東アジアで日本以外に駅弁がある国

「このでっかい豚のスペアリブのから揚げ! そして何よりふっくらおいしいお米! さすが池上弁当!」。台湾の鉄道の旅と池上弁当は、切り離せません。東アジアでも中国や韓国では、ここまでおいしい駅弁は味わえません。こんなにおいしい駅弁を楽しめるのは台湾だけです。ちなみに中国には、冷たいごはんを食べる習慣がないので、もともと駅弁がありません。駅弁の代わりに、ホームで、肉まんや「餅(ビン)」と呼ばれる粉ものを売っていました。最近は、それも衛生上の問題などがあり、売っている駅が少なくなりました。

このスペアリブの大きさにまいりました! このスペアリブの大きさにまいりました!

台湾人ならみんな知っている「池上飯包」

台湾は、日本の植民地時代に日本人が持ち込んだ弁当が根付きました。台湾では弁当のことを「便當(ベントン)」と言います。この台湾の便當が激うまです。私は、台湾南部の高雄駅で買った、豚ばら肉の煮込みのっけ便當が忘れられませんが、台湾で美味しい駅弁と言えば、「池上飯包(チーシャンファンバオ)」です。「飯包」も弁当と同じ意味があり、台湾人で池上飯包を知らない人はいないのではないでしょうか。池上は、台湾東部にある都市、台東の最北端にある小さな町です。大きな池の西北に位置しているので池上と呼ばれています。

その昔、日本人で池上米を食べた人と言えば・・・

とても小さな町ですが、池上は、台湾のコメどころとして知られています。池上米と言えば、台湾版コシヒカリです。日本統治時代から美味しいことで知られ、天皇陛下への献上米でした。こんな池上米で作る便當なので、まずいわけがないんです。その上、おかずが本当に美味しい。特に肉好きの人なら、気にいること間違いなしです。おすすめは豚のスペアリブのから揚げをのっけた「排骨飯(パイグーファン)」です。
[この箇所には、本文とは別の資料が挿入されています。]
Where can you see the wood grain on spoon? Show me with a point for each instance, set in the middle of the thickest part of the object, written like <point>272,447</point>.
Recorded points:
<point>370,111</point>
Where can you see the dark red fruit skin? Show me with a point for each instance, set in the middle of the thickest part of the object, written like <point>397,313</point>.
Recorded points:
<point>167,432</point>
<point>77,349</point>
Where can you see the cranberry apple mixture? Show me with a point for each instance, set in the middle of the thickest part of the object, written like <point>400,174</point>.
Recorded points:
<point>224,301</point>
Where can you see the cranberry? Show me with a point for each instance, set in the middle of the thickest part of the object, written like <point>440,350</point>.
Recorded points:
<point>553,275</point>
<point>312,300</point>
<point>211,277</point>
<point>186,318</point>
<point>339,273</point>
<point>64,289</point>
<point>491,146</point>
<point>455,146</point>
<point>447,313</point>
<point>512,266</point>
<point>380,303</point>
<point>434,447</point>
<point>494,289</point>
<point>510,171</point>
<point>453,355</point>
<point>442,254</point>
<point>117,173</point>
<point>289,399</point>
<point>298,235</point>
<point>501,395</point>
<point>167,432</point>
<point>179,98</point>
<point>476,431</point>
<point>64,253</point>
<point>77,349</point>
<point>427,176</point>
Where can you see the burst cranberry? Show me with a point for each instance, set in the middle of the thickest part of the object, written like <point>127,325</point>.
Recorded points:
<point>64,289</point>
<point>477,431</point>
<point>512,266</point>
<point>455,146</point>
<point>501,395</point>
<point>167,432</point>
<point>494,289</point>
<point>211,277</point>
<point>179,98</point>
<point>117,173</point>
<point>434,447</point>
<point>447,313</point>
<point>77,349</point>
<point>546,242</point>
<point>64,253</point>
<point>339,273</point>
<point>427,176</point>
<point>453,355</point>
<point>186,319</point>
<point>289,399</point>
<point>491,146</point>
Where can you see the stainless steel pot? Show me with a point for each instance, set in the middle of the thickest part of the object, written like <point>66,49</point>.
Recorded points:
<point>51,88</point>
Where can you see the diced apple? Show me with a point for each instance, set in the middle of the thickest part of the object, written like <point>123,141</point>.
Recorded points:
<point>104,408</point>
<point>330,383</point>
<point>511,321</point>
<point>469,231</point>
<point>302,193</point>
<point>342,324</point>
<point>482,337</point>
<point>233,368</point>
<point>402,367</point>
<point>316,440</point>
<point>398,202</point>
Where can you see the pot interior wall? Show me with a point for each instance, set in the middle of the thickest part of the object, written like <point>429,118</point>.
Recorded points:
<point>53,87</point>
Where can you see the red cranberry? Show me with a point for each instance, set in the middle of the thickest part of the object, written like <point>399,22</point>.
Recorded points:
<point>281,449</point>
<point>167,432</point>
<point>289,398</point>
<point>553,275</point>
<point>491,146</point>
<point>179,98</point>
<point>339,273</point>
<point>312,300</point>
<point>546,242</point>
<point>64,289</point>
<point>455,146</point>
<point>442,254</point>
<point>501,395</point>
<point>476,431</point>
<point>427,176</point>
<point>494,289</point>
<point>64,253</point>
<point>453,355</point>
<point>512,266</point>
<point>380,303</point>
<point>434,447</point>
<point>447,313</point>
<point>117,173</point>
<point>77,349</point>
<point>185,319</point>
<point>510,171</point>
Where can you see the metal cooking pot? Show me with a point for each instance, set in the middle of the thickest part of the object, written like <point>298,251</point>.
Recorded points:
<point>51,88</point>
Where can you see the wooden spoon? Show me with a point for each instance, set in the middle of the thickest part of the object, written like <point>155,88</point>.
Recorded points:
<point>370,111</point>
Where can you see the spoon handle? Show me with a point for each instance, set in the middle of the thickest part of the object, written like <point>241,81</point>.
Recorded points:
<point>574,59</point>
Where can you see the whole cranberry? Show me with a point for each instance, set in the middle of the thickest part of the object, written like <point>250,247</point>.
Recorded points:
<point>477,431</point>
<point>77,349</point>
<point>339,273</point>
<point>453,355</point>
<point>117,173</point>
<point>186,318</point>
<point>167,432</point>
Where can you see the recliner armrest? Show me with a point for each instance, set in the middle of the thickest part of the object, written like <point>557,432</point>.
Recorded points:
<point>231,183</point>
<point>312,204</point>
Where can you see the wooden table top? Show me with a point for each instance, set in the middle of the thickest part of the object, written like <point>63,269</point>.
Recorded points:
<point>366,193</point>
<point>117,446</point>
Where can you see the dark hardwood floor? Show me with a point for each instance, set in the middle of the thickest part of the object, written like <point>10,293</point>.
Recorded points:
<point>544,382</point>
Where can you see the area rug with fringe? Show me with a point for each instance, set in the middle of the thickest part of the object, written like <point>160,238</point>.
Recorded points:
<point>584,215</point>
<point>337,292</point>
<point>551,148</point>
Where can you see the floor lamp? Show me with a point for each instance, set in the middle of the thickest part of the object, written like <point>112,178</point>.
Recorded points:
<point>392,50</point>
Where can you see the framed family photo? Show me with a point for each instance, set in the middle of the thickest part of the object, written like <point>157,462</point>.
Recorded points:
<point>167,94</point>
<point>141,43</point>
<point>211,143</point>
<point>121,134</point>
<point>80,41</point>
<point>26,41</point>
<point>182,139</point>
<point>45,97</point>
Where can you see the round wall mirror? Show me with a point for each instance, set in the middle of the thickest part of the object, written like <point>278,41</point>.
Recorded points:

醤油で煮た卵やたくあんなどのおかずは、どれもしっかり濃い味で、ふっくらもっちりしたごはんにあいます。

池上飯包は、どこで買える?

この池上飯包は、うれしいことに駅に行かなくても、鉄道に乗らなくても買えるんです。「池上飯包」は、日本の「ほかほか弁当」のように台湾全土で、大きくチェーン展開しています。お店のほうが駅で買うより種類も豊富にそろっています。「池上飯包」の支店は、駅前や繁華街には必ずあります。台湾に行った時は、鉄道の旅をしなくてもぜひ、お試しあれ! 鉄道の旅をするなら、「池上飯包」を買うのをお忘れなく!